“L’altra verità. Diario di una diversa” è un libretto di Alda Merini pubblicato inizialmente dalla raffinata casa editrice Scheiwiller, e ristampato in seguito da Rizzoli, sconosciuto ai più. Come scrive Giorgio Manganelli: “Il Diario di una diversa di Alda Merini non è un documento, né una testimonianza sui dieci anni trascorsi dalla scrittrice in manicomio. E’ una ricognizione per epifanie, deliri, nenie, canzoni, disvelamenti e apparizioni, di uno spazio – non un luogo – in cui, venendo meno ogni consuetudine e accortezza quotidiana, irrompe il naturale inferno e il naturale numinoso dell’essere umano”.

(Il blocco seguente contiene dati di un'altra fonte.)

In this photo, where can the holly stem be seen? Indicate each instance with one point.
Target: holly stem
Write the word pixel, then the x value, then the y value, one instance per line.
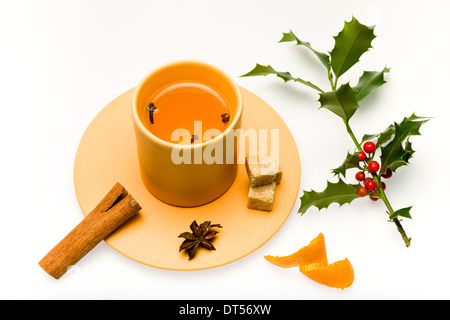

Nel modo poetico che le era proprio, alternante ingenuità e lucida consapevolezza, sogno e riflessione, il diario condensa l’esperienza drammatica del lungo ricovero nel manicomio di Affori a Milano. Ma follia e salute si confondono, e anche il mondo esterno, ritrovato dopo le dimissioni definitive, appare segnato nell’esperienza della scrittrice da follia e storture, tanto da apparire qualche volta più malato dell’irreale realtà manicomiale.  “La malattia mentale non esiste ma esistono gli esaurimenti nervosi, le pene famigliari, la responsabilità dei figli, la fatica di crescerli ed esiste anche la fatica di amare. Il manicomio che ho vissuto fuori e che sto vivendo non è paragonabile a quell’altro supplizio che però lasciava la speranza della parola. Il vero inferno è fuori (…)” scrive la Merini nelle ‘Aggiunte in margine‘.

E’ profonda la risonanza con la canzone “Dall’altra parte del cancello” scritta da Gaber, insieme al compagno di testi di sempre Sandro Luporini, nel 1973, proprio negli anni in cui la Merini entrava e usciva dal Paolo Pini, per fare il definitivo rientro a casa solo nel 1979.